Мать их долгими часами оставалась в спальне, лежала, кашляла и слушала португальскую музыку. "Наша мама не совсем здорова", - говорили мне сыновья - один со скрытой насмешкой, а его брат - с извиняющейся улыбкой.
Иногда я видел, как она проходит по коридору. Появляется, оставляет за собой смущенную улыбку и шелест халата и исчезает вновь. Я не раз вспоминаю ее сегодня, когда подымаюсь из пустыни навестить Большую Женщину и Рыжая Тетя вдруг выходит из своей комнаты со старой маленькой льняной сумочкой на плече, улыбается и спрашивает, умер ли уже Наш Эдуард. Но та женщина была молода и выходила в халате на голое тело, а Рыжая Тетя стара и выходит голая, в чем мать родила.

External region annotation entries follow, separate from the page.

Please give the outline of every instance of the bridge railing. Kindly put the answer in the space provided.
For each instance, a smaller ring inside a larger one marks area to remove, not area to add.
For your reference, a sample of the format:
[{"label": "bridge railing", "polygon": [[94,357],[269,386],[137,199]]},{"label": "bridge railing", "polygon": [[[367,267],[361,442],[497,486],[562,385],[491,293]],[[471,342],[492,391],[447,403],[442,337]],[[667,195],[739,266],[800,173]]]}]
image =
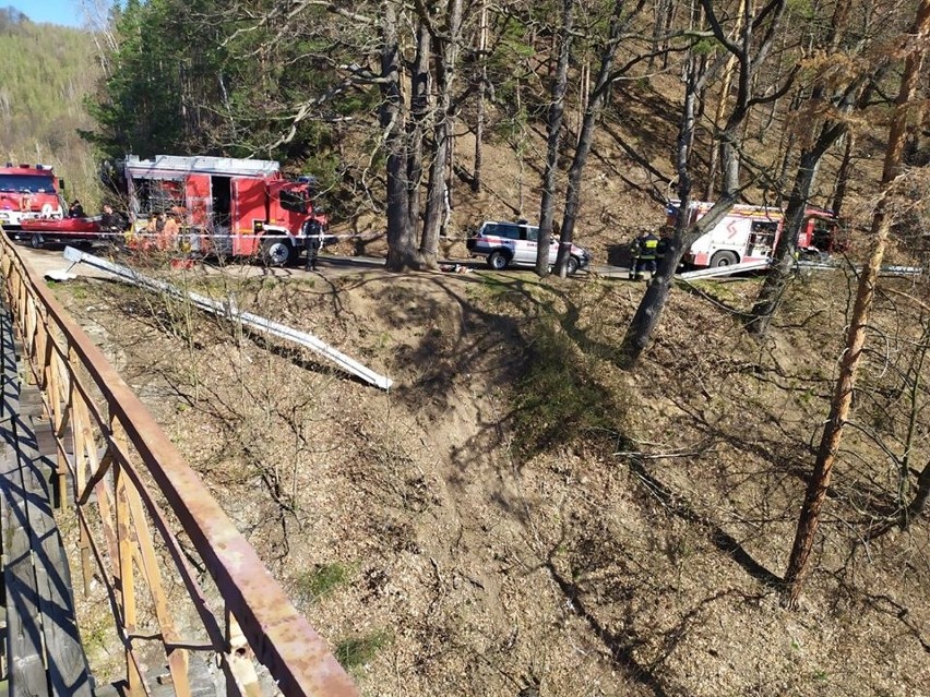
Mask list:
[{"label": "bridge railing", "polygon": [[253,660],[285,695],[357,695],[200,477],[2,229],[0,271],[27,378],[40,388],[56,435],[59,500],[68,505],[70,488],[74,501],[85,593],[96,568],[130,694],[150,692],[155,645],[170,673],[162,682],[179,696],[191,694],[192,651],[215,661],[229,695],[263,694]]}]

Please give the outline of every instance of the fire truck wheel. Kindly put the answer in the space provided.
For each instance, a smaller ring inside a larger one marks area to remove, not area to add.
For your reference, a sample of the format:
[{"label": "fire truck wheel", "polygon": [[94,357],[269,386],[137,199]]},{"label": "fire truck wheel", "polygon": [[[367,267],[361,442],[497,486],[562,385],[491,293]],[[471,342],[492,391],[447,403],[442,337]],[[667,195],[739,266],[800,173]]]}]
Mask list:
[{"label": "fire truck wheel", "polygon": [[732,266],[737,263],[739,263],[739,257],[736,255],[736,252],[717,252],[711,257],[711,266],[714,268],[718,266]]},{"label": "fire truck wheel", "polygon": [[494,271],[503,271],[506,268],[506,265],[510,264],[510,260],[506,254],[498,250],[497,252],[491,252],[488,256],[488,266],[493,268]]},{"label": "fire truck wheel", "polygon": [[287,240],[265,240],[262,259],[269,266],[284,266],[297,259],[297,250]]}]

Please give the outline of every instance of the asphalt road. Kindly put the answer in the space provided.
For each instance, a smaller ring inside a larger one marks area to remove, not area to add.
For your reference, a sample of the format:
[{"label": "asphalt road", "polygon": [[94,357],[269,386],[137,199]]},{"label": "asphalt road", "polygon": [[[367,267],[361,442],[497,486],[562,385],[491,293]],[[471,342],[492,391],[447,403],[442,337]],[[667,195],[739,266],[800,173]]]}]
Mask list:
[{"label": "asphalt road", "polygon": [[[85,278],[112,278],[112,275],[108,272],[95,268],[90,264],[72,264],[64,259],[63,245],[49,245],[46,249],[36,250],[25,244],[16,244],[16,249],[26,263],[40,277],[46,277],[49,274],[51,274],[50,277],[55,277],[61,273],[68,273]],[[87,253],[98,255],[103,259],[107,257],[103,249],[88,250]],[[119,260],[116,261],[120,263]],[[476,271],[487,271],[488,268],[484,260],[452,260],[444,263],[461,264]],[[305,277],[308,273],[303,269],[302,264],[286,267],[269,267],[260,262],[250,263],[242,261],[235,264],[226,264],[222,268],[213,263],[205,263],[203,266],[207,273],[220,273],[225,271],[240,277],[274,276],[281,278],[299,278]],[[332,256],[321,254],[318,259],[317,268],[319,269],[318,273],[324,276],[379,271],[384,268],[384,260],[371,256]],[[627,269],[619,266],[595,265],[592,267],[592,271],[600,276],[627,278]]]}]

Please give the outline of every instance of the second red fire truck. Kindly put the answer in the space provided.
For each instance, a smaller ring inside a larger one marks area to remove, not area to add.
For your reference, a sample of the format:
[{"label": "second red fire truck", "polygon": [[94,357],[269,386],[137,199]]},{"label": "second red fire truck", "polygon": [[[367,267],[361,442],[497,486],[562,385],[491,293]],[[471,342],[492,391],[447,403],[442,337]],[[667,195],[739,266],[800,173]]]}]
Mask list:
[{"label": "second red fire truck", "polygon": [[307,236],[325,236],[329,220],[313,206],[313,179],[285,178],[272,160],[231,157],[130,156],[120,163],[133,229],[174,214],[193,251],[261,255],[294,262]]}]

Не помню, как звали отца и сына, но хорошо помню теплый голос Кармелы, который вдруг усиливался, когда их мать открывала дверь своей комнаты - пение, шаги, улыбка, халат, - и их затихание, когда она возвращалась к себе - шаги, халат, боязливый кивок, покашливание, - и замирание песни, когда она вновь закрывала дверь. Но лучше всего я помню рев примуса и жуткий смрад, который разносился кругом, когда их отец сжигал густые заросли волос на своих руках.
В летние дни это событие происходило с частотой раз в две недели. Черная Тетя всегда первой замечала соседа и звала остальных: "Идите смотреть представление. Обезьяна вышла спалить свою шерсть".